Motherhood: now I am lost

There were delays on the Northern Line when I found them. I’d shoved my arm into the depths of my handbag; I was in up to my elbow, and rummaging around for my headphones. But I pulled out Jasmin’s Finding Nemo knickers instead. And at that moment, which was the same moment that the tube pulled in and I realised I’d need to push my way on because of the delays, I also felt like I was in pieces.

There are no more nappies. Not stuffed into drawers in the hall, in the bathroom, in the bedrooms, in the lounge, in the emergency bag in the car, in the nappy bags, in the nursery spare clothes bags.

I should be glad, I know, that we can pass on the 200 or so size fives I’d bought and never needed. And, I imagine, I will be once I appreciate how much easier life is without a nappy bag to pack and carry around. For now though, these signs that show me how much my children are growing up have knocked me a little off balance.

Milin, without us noticing, has stopped taking his beloved bunny to bed. He’s not been able to put himself to sleep without it since he was eight months old. Until this week. What will we do with those seven, faded, threadbare, bunnies? I always put one in the washing machine each morning. But this week, there hasn’t been any need.

I can’t, at the moment, escape the big and little markers such as these. They are the objects and forms and events and actions which are tangible proof of life with a two and four year old. Jasmin is doing an extra session at nursery each week, Milin tells me about the rallies he and his friends can manage at tennis, they can both dress themselves. We’ve accepted a school place for Milin, Jasmin will move into the ‘big children’ class in September. They are not babies.

But it is these two big milestones that have thrown me. Saying goodbye to nappies and to bunnies has made me realise – I might not be new to this thing that is motherhood anymore, but I will still be shaken by it, every day, as life changes and we grow.

I’m still able to be left feeling bereft when they barely say goodbye at the nursery door. They’re too busy, ready to go and have fun. As I watch them feed and dress themselves I want to delight in their independence – but instead I’m alone. I wish I would celebrate that they are growing and becoming braver. But each new feat brings a longing for what we’d come to know.

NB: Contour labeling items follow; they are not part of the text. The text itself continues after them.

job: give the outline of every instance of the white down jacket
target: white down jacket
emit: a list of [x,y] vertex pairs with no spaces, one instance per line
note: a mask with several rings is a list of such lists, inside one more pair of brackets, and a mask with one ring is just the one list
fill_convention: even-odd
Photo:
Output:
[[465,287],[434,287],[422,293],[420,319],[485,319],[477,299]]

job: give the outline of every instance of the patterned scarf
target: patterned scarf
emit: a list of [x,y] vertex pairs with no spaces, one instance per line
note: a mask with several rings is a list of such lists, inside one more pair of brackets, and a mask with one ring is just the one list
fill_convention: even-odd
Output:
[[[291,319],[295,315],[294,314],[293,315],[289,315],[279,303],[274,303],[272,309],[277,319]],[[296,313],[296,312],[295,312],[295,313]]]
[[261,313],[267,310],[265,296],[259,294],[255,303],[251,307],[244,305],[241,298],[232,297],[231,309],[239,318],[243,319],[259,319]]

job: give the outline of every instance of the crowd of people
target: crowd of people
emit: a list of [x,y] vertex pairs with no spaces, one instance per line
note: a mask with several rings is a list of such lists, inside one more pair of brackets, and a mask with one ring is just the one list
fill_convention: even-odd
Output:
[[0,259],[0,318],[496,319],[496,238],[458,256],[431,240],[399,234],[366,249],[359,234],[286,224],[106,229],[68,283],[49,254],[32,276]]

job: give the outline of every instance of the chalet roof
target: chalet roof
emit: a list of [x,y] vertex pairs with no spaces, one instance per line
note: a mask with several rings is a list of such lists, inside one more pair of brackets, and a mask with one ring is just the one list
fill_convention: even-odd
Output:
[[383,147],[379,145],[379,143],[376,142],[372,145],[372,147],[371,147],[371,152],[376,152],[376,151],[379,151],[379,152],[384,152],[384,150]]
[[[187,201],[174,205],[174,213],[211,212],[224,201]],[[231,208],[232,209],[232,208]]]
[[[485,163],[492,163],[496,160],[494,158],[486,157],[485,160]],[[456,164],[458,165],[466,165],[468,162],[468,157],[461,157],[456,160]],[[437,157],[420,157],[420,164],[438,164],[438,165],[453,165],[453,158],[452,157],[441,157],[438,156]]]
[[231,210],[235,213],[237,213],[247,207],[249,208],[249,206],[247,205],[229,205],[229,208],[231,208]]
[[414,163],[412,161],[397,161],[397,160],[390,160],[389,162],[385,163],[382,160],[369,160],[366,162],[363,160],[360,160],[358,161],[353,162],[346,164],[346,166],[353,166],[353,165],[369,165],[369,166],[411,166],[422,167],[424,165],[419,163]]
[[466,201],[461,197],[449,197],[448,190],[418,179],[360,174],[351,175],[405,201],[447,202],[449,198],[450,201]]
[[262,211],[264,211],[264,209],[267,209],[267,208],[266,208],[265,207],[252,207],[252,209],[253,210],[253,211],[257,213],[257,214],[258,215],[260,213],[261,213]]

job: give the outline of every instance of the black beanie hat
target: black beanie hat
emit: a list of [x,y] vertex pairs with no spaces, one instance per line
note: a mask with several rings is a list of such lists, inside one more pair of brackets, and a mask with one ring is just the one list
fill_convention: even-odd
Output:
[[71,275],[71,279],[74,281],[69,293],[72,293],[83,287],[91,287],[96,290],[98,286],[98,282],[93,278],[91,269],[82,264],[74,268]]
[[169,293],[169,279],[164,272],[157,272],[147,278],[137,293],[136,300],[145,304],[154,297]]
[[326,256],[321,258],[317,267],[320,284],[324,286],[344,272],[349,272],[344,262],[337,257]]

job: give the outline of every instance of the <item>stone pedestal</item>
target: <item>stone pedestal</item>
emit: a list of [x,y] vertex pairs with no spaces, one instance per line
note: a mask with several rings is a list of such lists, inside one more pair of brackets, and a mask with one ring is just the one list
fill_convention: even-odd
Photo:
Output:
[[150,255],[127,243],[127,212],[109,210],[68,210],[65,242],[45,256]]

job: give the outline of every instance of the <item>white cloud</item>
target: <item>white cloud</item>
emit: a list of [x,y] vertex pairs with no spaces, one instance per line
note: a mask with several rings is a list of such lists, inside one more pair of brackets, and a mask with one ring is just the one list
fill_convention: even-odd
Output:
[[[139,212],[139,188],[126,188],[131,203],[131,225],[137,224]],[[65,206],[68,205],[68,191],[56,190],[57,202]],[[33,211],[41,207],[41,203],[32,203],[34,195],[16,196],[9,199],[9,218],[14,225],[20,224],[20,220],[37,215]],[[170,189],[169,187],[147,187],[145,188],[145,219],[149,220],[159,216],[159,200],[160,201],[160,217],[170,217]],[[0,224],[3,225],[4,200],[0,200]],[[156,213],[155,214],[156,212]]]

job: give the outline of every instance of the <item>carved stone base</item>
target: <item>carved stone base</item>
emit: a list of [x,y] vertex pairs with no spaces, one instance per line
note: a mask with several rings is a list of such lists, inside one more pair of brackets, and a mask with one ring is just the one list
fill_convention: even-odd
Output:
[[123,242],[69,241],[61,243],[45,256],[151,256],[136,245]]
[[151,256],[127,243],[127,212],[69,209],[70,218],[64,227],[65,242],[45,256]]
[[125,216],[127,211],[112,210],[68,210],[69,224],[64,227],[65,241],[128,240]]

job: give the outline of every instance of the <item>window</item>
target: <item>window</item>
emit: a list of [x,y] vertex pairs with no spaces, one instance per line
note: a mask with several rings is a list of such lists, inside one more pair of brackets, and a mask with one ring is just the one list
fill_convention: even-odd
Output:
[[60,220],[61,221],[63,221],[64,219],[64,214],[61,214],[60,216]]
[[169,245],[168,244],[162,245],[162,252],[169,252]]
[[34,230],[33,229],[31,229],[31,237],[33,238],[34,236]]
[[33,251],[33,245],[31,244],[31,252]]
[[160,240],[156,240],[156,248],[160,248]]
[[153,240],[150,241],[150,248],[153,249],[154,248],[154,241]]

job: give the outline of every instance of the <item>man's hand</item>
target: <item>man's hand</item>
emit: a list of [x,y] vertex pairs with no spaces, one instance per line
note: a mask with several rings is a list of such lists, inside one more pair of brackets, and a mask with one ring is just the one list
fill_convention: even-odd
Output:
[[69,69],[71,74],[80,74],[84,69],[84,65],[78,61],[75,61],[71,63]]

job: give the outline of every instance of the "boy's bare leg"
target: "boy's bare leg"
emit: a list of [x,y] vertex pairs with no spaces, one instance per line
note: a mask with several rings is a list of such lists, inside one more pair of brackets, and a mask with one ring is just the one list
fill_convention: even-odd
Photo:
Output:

It’s around five years since I found out that I was pregnant with Milin. In those five years, life has revolved around my children – it always will, but our positions are shifting. Soon, I’ll add on an extra half day at work, they’ll add on hours at school and nursery. They’ll become more of their own people. Without me. But this is not just about their independence. Because really, every day of the last five years has involved a crumbling of the pieces that hold things together.

Motherhood has left me grappling at what’s left (of me). As much as I embrace that I am a mother, as much as I know that my identity will forever be intertwined with the existence of my children – I am lost.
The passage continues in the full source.